The invention is further related to the appreciation that the assays described herein can be efficiently used as the primary assay for selecting a candidate for the treatment of SMA. Thus, the invention relates to a method for selecting a candidate for the treatment of SM-A comprising (a) contacting the candidate with a fibroblast cell culture derived from an SMA patient under conditions and for a period of time sufficient for SMN protein expression and gem formation; (b) determining the formation of gems of SMN protein; and (c) selecting the candidate. The formation of gems can be determined by establishing the percentage of fibroblasts with gems in the cell culture. In other embodiments, the number of gems or concentration of gems in the culture can be determined.

Cell lines are derived from SMA patients. Such cells are termed “SMA cells” herein. The cells are isolated from a variety of sources and tissues. For example, the cells can be isolated from a blood sample or from a biopsy. The cell can be a stem cell, a fibroblast, a neuronal cell or a lymphoid cell. The cells can be propagated in culture according to cell type and origin of the cells. The requisite growth factors can be provided in the media. For example, the media can be supplemented with fetal calf serum, a cocktail of purified factors, or an individual growth factor. The cells can be propagated without being immortalized.
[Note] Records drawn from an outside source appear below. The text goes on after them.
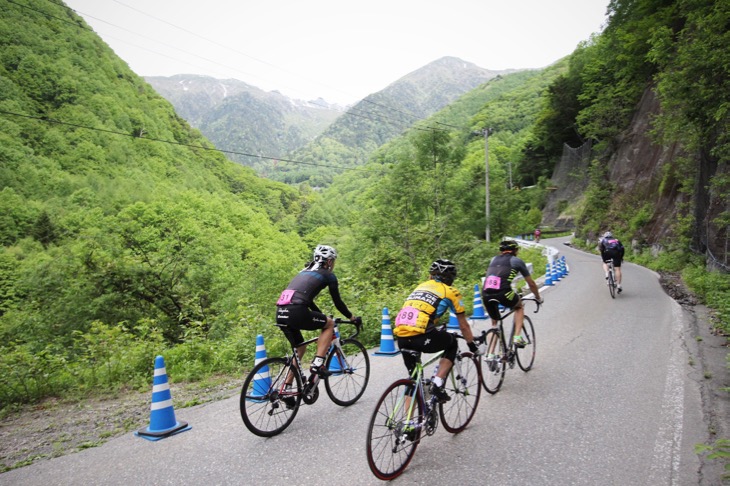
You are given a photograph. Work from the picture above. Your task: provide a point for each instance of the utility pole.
(486, 132)
(486, 177)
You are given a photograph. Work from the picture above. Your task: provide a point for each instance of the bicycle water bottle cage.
(287, 333)
(413, 352)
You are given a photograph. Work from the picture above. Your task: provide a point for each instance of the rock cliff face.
(646, 179)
Alternatively, the cells can immortalized using a virus or a plasmid bearing an oncogene, or a transforming viral protein, e.g., papilloma E6 or E7 protein. The source of the fibroblasts for cell culture can be isolated from a patient with SMA or derived from such an isolation. In one embodiment, the cells are a clonal cell culture derived from an SMA patient.
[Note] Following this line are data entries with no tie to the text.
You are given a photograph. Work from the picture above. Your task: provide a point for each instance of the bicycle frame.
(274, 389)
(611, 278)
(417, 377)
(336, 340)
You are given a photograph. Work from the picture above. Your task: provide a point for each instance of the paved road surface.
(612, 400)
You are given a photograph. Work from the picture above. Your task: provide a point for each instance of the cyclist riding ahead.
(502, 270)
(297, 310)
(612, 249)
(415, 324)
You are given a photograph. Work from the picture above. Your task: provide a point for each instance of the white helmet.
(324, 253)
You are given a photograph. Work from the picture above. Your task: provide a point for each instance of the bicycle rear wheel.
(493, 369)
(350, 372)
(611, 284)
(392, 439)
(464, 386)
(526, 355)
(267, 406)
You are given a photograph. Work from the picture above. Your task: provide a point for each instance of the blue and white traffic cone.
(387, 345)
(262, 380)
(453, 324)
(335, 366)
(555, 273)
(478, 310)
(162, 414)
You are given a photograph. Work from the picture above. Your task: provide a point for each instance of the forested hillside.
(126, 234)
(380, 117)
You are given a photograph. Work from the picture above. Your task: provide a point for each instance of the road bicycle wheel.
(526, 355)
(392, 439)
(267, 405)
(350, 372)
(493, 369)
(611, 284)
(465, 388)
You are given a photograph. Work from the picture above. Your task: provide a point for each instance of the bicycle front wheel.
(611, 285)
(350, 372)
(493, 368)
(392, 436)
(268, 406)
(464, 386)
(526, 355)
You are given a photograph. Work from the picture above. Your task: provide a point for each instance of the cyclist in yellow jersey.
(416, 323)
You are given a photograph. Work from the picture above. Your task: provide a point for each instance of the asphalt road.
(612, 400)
Procedures for isolating and maintaining cells lines are well known in the art and can be found in suitable laboratory manuals. The cells can be grown in sufficient amount to screen an array of test compounds. Alternatively, cells can be used to assess the effectiveness of individual compounds as SMA treatments. Equivalent cell culture conditions can also be used. Conditions can be considered “equivalent” if SMN protein and gem formation are achieved in the presence of a known proteasome inhibitor, such as those exemplified herein, yet, in the absence of such inhibitor, substantially less SMN protein and gem formation are achieved, thereby providing a meaningful basis for comparison.

The candidate that is selected preferably establishes a percentage of about 50% or more fibroblasts with gems in the cell culture at a concentration of about 10 uM. This is not to suggest that the conditions of the assay must be those set forth herein. Because equivalent culture conditions can be readily envisioned and modifying such conditions can have an impact on the qualitative results of the culture, the selection of numerical values that will meet all culture conditions is impractical. However, a person of ordinary skill in the art can determine the relative, or equivalent, activity of a candidate under a given set of culture conditions based upon the culture conditions exemplified herein.

The candidate selected according to the present method preferably establishes a percentage of about 50% or more fibroblasts with gems in the cell culture at a concentration of about 1 uM, such as about 0.5 uM, such as 0.1 uM, under said conditions.

The invention further relates to compounds, particularly proteasome inhibitors, selected by such a method and methods of treating spinal muscular atrophy (SMA) comprising administering a therapeutically effective amount of such compounds.

Unless otherwise defined, all technical and scientific terms used herein are accorded the meaning commonly known to one of ordinary skill in the art. All publications, patents, published patent applications, and other references mentioned herein are hereby incorporated by reference in their entirety. The embodiments of the invention should not be deemed to be mutually exclusive and can be combined.